Gazette de Liége

C'est l'histoire d'une fonctionnaire sans histoire. Elle vit à Rocourt, elle ne s'était jamais engagée politiquement, mais au fil des événements que le pays a connus ces derniers mois, un sentiment belge profond, entier, réfléchi, s'est insurgé en elle. Il fallait "faire quelque chose". Et elle l'a fait.

"J'étais déjà sensibilisée avant, nous dit Marie-Claire Houard. Quand on a débaptisé la BRT pour en faire la VRT, quand la Côte belge est devenue la Vlaamse Kust, quand il y a eu l'agitation dans les Fourons... On instaure vraiment un climat de défiance entre les communautés. L'émission de fiction de la RTBF, je n'y ai pas cru, mais cela m'a fait mal de penser que cela pourrait être vrai".

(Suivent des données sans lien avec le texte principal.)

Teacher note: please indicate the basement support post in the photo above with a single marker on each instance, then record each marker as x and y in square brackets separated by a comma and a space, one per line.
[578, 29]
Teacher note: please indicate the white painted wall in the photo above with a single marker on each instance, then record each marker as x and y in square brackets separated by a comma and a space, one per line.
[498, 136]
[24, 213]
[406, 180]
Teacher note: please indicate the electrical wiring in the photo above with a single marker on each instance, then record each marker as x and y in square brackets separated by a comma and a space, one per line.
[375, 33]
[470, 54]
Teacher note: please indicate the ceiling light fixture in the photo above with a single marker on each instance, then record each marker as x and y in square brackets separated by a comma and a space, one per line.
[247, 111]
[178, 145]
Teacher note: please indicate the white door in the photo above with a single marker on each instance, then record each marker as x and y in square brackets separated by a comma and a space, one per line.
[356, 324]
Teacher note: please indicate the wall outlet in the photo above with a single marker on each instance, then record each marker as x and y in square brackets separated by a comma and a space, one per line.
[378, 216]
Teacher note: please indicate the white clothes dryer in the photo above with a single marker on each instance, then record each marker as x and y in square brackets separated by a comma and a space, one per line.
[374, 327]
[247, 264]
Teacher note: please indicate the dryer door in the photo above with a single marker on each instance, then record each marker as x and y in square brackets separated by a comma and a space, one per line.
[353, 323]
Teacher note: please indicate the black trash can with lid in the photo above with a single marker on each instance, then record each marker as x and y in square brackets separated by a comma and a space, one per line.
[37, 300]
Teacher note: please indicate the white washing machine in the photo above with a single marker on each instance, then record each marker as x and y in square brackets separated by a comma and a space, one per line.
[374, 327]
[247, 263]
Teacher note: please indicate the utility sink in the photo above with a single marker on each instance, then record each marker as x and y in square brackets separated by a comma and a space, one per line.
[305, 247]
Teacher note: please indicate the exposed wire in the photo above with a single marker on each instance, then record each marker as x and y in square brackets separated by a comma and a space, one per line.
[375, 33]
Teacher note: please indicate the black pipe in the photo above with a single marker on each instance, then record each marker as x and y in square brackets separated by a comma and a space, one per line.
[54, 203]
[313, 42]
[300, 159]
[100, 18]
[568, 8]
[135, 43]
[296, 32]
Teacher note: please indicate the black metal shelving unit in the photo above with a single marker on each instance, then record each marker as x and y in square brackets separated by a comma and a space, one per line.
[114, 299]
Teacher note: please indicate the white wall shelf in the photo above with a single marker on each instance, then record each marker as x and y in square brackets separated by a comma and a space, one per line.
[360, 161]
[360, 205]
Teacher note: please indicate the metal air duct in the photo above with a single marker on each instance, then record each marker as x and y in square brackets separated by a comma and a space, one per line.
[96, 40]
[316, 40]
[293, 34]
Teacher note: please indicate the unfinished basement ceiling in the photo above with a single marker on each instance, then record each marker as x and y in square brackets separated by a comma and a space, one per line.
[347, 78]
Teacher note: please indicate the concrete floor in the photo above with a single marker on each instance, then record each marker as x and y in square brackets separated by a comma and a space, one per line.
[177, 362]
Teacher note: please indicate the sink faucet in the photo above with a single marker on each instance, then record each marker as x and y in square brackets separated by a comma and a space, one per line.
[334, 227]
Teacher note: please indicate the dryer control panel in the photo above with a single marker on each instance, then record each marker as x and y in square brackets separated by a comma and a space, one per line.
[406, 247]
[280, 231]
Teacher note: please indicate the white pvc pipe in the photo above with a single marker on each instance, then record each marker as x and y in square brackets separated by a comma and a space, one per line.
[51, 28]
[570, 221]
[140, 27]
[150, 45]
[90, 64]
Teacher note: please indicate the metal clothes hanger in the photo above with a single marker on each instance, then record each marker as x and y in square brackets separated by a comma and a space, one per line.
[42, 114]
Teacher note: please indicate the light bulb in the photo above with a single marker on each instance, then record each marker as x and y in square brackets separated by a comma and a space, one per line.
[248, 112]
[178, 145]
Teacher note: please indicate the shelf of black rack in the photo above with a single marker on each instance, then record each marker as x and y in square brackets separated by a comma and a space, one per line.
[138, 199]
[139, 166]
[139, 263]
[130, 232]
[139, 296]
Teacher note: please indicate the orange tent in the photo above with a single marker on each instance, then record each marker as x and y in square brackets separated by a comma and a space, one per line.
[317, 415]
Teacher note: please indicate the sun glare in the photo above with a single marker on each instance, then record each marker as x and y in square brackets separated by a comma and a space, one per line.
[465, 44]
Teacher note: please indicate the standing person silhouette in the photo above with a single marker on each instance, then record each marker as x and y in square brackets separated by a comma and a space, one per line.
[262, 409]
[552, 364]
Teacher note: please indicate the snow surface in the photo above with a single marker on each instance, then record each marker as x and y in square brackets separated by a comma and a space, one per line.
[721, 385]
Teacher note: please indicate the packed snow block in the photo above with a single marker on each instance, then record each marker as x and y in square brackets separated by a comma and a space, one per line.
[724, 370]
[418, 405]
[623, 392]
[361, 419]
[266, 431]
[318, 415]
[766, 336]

En franc-tireur, le 10 août, elle a lancé sur Internet une simple pétition, demandant "que les hommes politiques respectent notre pays ! Et son unité". On en est aujourd'hui à quelque 94.000 signatures recueillies sur le Web, auxquelles s'ajoutent les SMS et les premiers fruits de l'édition sur papier. Marie-Claire et ses volontaires bénévoles entendent enclencher la vitesse supérieure. "Il y a des personnes âgées qui n'ont pas Internet. Nous avons aussi des gens qui n'ont pas voulu signer sur Internet parce que tout le monde peut voir les noms".

Quelque 4000 libraires, au Nord comme au Sud, ont reçu les tracts par les AMP afin qu'ils soient mis gratuitement à la disposition des clients. La distribution par la Poste, elle, coûterait trop cher. Par contre, les affiches "I want you for Belgium" commencent à fleurir, version modernisée de celles qui, pendant la Première Guerre mondiale, appelaient les Américains à s'engager en faveur de la Belgique martyre. Les moyens ? Ils proviennent de dons uniquement, affectés à l'action "pétition" sous le contrôle d'un huissier.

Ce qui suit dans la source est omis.